Ali Demir bir sınav sabıkalısı kısaca… Orada artık bir dakika oturmaması gerekir. Ama oturuyor… O neden diye sorarsanız… Belli ki açıklamalarıyla “tatmin” ettiği Cumhurbaşkanı, Başbakan ve diğer zevatın düşeceği durumdan endişeleniyor. Ama endişenin sonuca faydası yok.
Bir Amerikan üniversitesinin yaptığı araştırmaya göre yalakalık doğuştan geliyormuş.
Hay Allah, AKP’nin günahını boşuna almışız demek ki!
Fahrettin Fidan
Dışişleri Bakanı Davutoğlu, vize konusunda AB’ye sert çıkmış.
Bu “sert çıkma”ların da cılkı çıktı artık!
Haldun Ertem
Taliban
Afganistan’da Buda heykellerini dinamitleyen Taliban’a kardeş geldi.
Kars’taki İnsanlık Anıtı uygar dünyanın gözleri önünde çatır çatır yıkılıyor.

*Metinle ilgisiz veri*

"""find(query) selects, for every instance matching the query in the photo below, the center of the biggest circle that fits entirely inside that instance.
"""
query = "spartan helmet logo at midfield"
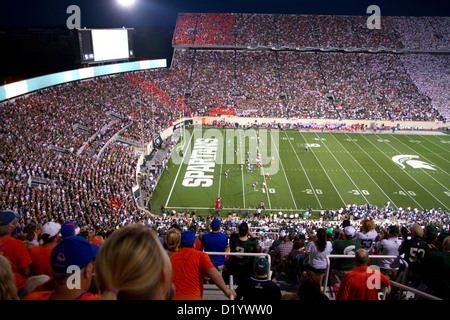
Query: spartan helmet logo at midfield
(408, 159)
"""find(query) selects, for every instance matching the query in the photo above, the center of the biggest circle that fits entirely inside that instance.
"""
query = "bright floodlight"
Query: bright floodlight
(126, 3)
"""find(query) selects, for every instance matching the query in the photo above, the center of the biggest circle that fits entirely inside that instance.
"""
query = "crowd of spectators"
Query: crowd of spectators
(313, 85)
(287, 30)
(88, 180)
(289, 242)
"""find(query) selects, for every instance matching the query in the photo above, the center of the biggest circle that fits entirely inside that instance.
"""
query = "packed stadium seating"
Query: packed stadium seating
(86, 184)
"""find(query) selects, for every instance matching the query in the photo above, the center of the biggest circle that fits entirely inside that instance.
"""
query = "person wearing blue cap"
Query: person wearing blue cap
(72, 268)
(14, 250)
(190, 267)
(216, 241)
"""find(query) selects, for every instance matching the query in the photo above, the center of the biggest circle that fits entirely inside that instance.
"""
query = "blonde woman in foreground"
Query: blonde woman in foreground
(133, 265)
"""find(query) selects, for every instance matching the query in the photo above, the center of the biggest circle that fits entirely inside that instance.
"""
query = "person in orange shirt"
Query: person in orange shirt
(189, 267)
(40, 255)
(362, 283)
(72, 268)
(14, 250)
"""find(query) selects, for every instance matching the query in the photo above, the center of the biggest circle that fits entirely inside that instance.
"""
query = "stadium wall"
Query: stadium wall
(407, 125)
(19, 88)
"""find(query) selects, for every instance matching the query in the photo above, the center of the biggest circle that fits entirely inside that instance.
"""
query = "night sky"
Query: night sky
(108, 13)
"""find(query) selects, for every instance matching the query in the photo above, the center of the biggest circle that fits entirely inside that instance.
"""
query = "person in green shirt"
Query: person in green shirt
(346, 246)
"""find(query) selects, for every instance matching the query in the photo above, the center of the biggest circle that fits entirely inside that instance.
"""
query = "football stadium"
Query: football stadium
(271, 156)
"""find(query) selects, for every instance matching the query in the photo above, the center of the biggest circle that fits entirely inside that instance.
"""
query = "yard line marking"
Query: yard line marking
(323, 169)
(408, 175)
(439, 146)
(376, 162)
(307, 178)
(220, 173)
(267, 189)
(364, 170)
(423, 170)
(422, 154)
(282, 167)
(345, 171)
(242, 168)
(179, 168)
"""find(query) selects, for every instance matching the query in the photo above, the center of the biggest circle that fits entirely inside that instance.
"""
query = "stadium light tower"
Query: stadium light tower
(126, 3)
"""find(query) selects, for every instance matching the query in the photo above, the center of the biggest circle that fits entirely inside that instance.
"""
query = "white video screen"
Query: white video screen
(110, 44)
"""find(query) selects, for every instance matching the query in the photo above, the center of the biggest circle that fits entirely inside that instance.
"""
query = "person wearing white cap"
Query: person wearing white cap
(346, 246)
(40, 255)
(14, 250)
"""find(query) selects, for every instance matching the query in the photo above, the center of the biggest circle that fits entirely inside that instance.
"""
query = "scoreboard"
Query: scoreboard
(105, 45)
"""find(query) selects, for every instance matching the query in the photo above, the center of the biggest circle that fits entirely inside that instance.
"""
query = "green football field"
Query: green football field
(320, 170)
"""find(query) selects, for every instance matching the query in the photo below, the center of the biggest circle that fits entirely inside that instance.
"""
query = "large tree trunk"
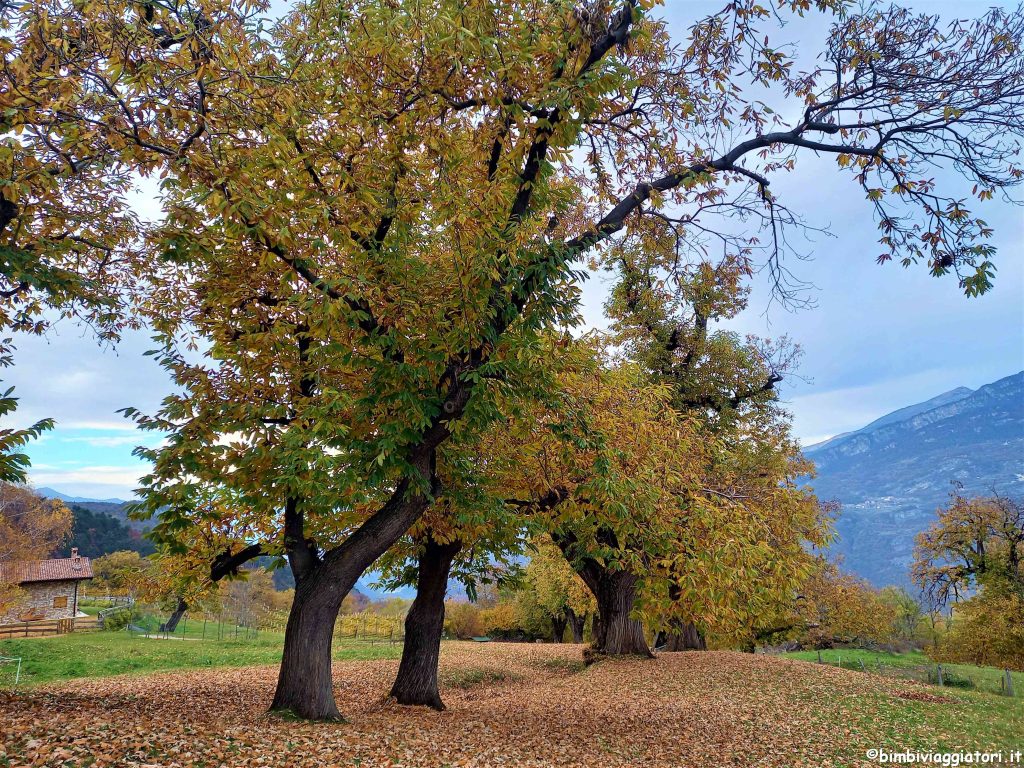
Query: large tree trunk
(558, 624)
(417, 680)
(685, 636)
(620, 633)
(577, 624)
(615, 632)
(304, 686)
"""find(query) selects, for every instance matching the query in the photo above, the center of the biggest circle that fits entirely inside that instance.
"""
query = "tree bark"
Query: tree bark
(417, 680)
(558, 624)
(621, 634)
(304, 685)
(685, 636)
(615, 632)
(577, 624)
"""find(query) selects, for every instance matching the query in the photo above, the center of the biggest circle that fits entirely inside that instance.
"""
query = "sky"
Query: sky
(879, 338)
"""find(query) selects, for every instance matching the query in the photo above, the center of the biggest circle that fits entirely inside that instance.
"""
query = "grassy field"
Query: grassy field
(915, 666)
(528, 705)
(87, 654)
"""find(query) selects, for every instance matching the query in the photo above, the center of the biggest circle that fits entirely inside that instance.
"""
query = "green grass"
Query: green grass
(915, 665)
(961, 720)
(102, 653)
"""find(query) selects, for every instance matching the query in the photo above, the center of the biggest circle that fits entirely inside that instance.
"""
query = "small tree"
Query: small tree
(373, 212)
(972, 556)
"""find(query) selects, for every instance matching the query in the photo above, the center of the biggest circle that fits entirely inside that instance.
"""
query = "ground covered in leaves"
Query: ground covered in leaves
(509, 705)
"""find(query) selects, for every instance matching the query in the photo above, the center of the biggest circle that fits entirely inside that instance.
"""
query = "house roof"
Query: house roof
(59, 569)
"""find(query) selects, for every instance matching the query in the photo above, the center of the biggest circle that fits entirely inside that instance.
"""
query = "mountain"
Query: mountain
(48, 493)
(892, 475)
(96, 534)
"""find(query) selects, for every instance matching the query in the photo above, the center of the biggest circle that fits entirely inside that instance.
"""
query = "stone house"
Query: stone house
(50, 587)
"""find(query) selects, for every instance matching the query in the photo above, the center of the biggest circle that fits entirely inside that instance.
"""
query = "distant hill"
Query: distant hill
(96, 534)
(893, 474)
(48, 493)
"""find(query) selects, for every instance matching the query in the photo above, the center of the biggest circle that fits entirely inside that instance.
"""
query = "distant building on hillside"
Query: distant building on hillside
(50, 587)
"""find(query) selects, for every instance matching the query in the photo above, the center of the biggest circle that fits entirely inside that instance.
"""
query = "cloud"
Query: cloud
(96, 481)
(111, 441)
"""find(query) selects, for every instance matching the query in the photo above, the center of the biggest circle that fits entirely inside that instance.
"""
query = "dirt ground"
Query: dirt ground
(508, 705)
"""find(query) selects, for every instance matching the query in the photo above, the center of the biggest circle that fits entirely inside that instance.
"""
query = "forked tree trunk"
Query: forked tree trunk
(617, 633)
(685, 636)
(304, 685)
(417, 680)
(558, 623)
(577, 624)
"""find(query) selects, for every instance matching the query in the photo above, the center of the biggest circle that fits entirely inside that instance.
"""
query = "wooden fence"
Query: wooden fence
(48, 627)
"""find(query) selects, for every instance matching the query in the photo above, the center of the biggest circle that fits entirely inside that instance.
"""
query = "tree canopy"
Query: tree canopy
(375, 217)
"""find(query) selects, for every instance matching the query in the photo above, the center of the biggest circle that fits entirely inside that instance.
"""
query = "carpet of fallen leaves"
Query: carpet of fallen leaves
(507, 706)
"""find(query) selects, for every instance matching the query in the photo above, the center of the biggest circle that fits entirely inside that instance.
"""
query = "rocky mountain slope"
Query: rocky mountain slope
(893, 474)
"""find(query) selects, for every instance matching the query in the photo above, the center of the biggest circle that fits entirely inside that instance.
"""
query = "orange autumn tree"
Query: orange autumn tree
(373, 213)
(972, 557)
(31, 528)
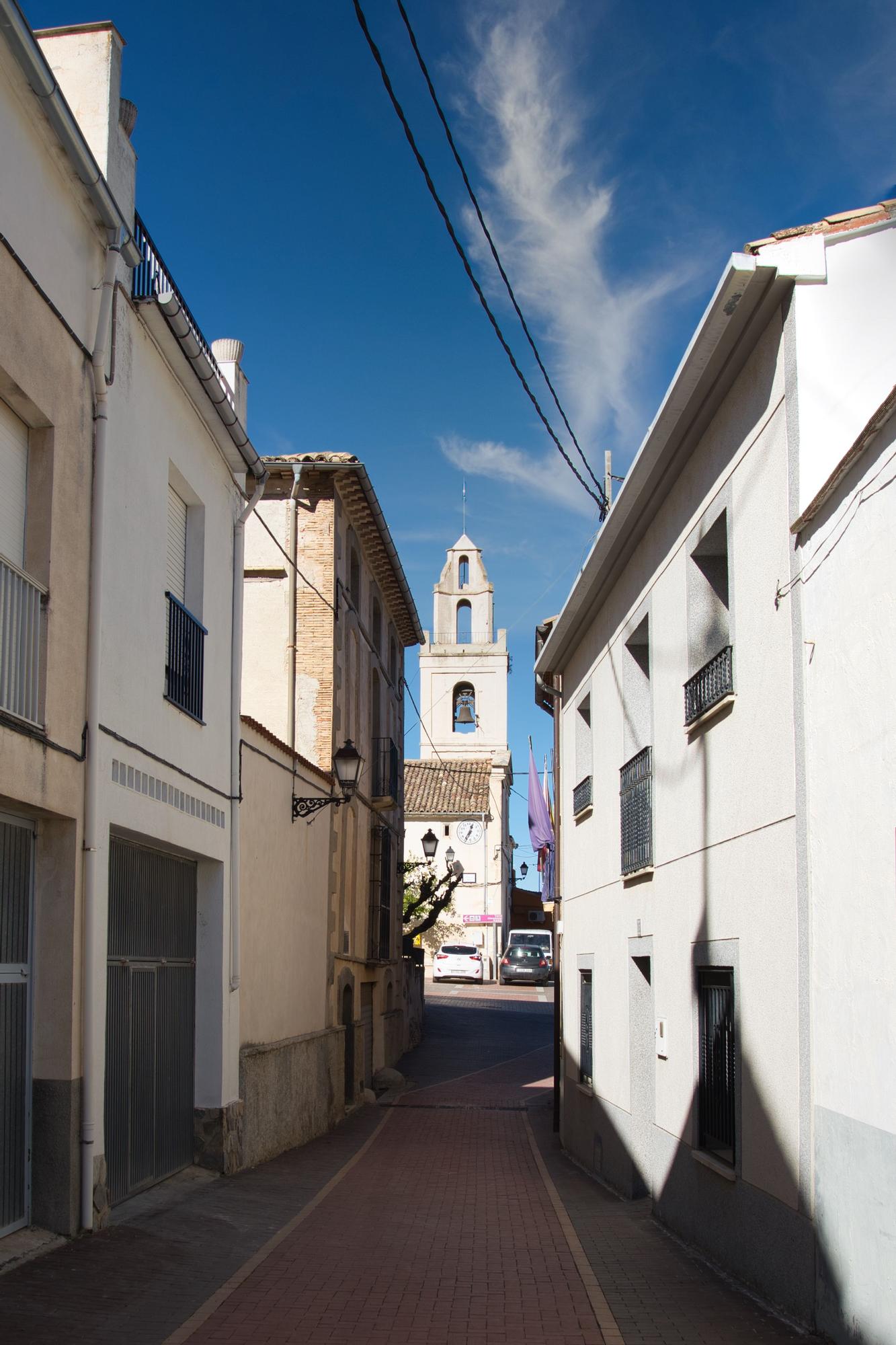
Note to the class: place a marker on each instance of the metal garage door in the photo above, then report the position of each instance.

Yıkım için iskele kuruldu. Vinç yola çıktı…
Heykeltıraş Mehmet Aksoy’un vekili Turgut Kazan, Kültür Bakanı Ertuğrul Günay’a çektiği telgrafta şöyle diyor:
“Darbeciler barışa kızıyordu… Barış davası sanığı oldunuz.. Şimdi Kültür Bakanısınız.. Ve barışı temsil eden… İnsanlık anıtını yıkıyorlar… Öylece durup seyrediyorsunuz…”
Ne yapsın Ertuğrul Bey? Sivil generaller apoletli generallerden daha sert…
Voltimum
Yeni bir web portalı, bu portalı oluşturan 7 elektrik firmasının yetkililerinin aynı anda düğmeye basmasıyla önceki akşam yayına girdi…
Portalın adı www.voltimum.com.tr
Dünyada 12 ülkede yayında… Türkiye 13. ülke…
Oluşturan firmalar: ABB, Legrand, Nexans, Osram, Philips, Prysmian ve Schneider…
Amacı… Elektriğin tasarruflu kullanımı verimliliği ve güvenliği hakkında kamuoyuna haber ve bilgi vermek… Portal kendini şöyle tanıtıyor:
“Voltimum’da elektrik sektörünün en kapsamlı katalogları, kurallar, yönetmelikler ve elektrik tesisat kurulum dünyası hakkında her şey tek elden sunulacak. Sektörünün önde gelen firmalarının ürünlerine ilişkin detaylı bilgiler, üreticiler tarafından güncellenecek.”